July 1996/C++ Theory and Practice

Columns

C++ Theory and Practice

Dan Saks

Abstract Declarators, Part 2

Building a parser presents lots of opportunities to try out relatively new features of the language. Dan uses an STL deque to implement unlimited lookahead.
Copyright © 1996

Last month, after several months of explaining ordinary declarators in C++, I expanded the discussion to include abstract declarators (see "C++ Theory and Practice: Abstract Declarators, Part 1," CUJ, July 1996). I described numerous places where C++ employs abstract declarators. I also explained how recognizing abstract declarators complicates a parser for C++ declarations by occasionally forcing it to look ahead more than one token to determine the next parsing action.
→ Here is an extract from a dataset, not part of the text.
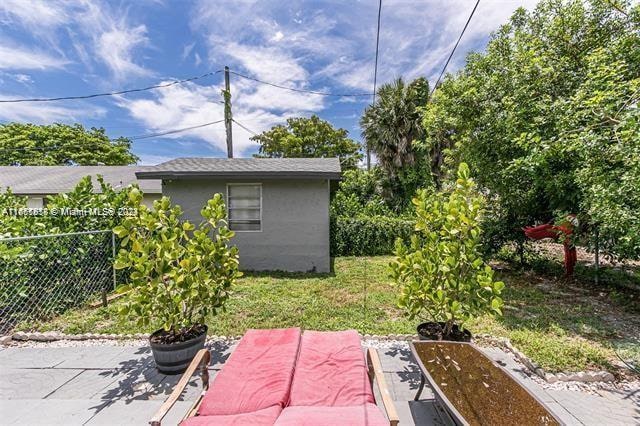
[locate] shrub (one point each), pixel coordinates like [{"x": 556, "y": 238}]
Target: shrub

This month, I will augment my declaration parsing program to handle abstract declarators (as well as ordinary declarators). Most of the work involves revising the scanner so that it can look ahead and back up by more than one token. (Until now, it has allowed at most one token lookahead.) I think you will find the implementation interesting because it includes a practical application for one of the STL container class templates.

The Way It Was

I last presented the scanner in its entirety in "The Column That Needs a Name: Parsing C++ Declarations, Part 2," CUJ, March 1996. I added one more member function to the scanner class the following month, in "The Column That Needs a Name: Recovering From Parsing Errors," CUJ, April 1996.
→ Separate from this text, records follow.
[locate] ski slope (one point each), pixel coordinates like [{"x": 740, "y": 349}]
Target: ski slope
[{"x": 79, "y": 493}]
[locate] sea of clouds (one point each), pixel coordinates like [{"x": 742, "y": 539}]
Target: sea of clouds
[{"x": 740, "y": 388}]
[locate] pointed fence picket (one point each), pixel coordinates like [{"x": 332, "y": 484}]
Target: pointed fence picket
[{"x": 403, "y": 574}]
The header scanner.h defines the scanner class and its accompanying token class. Listing 1 sketches the current definitions for these classes (supporting at most one token lookahead).
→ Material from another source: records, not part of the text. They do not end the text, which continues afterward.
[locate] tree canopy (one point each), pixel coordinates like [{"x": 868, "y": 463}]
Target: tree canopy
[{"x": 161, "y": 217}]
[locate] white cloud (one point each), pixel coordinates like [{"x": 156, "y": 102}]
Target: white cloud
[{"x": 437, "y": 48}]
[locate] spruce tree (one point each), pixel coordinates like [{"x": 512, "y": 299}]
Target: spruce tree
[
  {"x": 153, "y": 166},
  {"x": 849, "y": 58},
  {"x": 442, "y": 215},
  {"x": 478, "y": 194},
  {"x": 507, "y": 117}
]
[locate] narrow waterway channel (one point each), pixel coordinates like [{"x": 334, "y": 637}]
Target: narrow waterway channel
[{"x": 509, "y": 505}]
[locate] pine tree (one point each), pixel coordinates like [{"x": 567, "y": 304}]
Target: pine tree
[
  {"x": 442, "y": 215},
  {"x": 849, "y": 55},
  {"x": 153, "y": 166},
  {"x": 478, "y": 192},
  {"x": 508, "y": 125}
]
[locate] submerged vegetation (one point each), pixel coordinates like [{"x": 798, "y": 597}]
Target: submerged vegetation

The scanner's public interface consists of five functions. The constructor attaches a scanner to an istream. get returns the next token scanned from that istream. unget "pushes" the current token back into the scanner (to be returned by a future call to get), and restores the current token to its prior value. current simply returns the current token.

The fifth function, reset, discards tokens up to and including the next semicolon, newline, or EOF. It provides a way for the parser to skip the remainder of an erroneous declaration and hopefully find a clean point to resume parsing.

The scanner class disables the generated copy constructor and copy assignment by declaring them private. It also has a private function called scan that get uses to actually scan tokens from the input stream.

The scanner's current, get, and unget functions return objects of type token, also defined in Listing 1. A token object is a pair of values. The token class has public member functions for inspecting those values: text returns the token as a string object, and kind returns an enumeration that categorizes the token. The public nested type token::category enumerates the different categories. (Listing 1 does not show all the category values; they appear in a later listing.)

The token class has a public default constructor so that the parser can declare tokens to hold objects returned from scanner::get. It also has a copy constructor and a copy assignment operator, both compiler-generated and public.

The token class has a third constructor
token(category, const string &);
for manufacturing new token objects. This constructor is only for the scanner's use. Therefore, the token class declares the constructor private and then grants the scanner friendship just so the scanner can access this private constructor.

scanner.h also defines one global function, image, which converts a value of type token::category to a null-terminated character string, primarily for display purposes.

Listing 2 shows how the parser uses get and unget to look ahead one token. The for loop in decl_specifier_seq repeatedly gets tokens as long as they are decl-specifiers. When it encounters a name token, the function must decide if that name is another decl-specifier or the start of a pointer-to-member declarator. Thus, decl_specifier_seq gets the next token (the lookahead token), notes its category, and immediately ungets it. If the category indicates that the lookahead token is a ::, then the name is the start of a declarator, and so decl_specifier_seq breaks out of its loop.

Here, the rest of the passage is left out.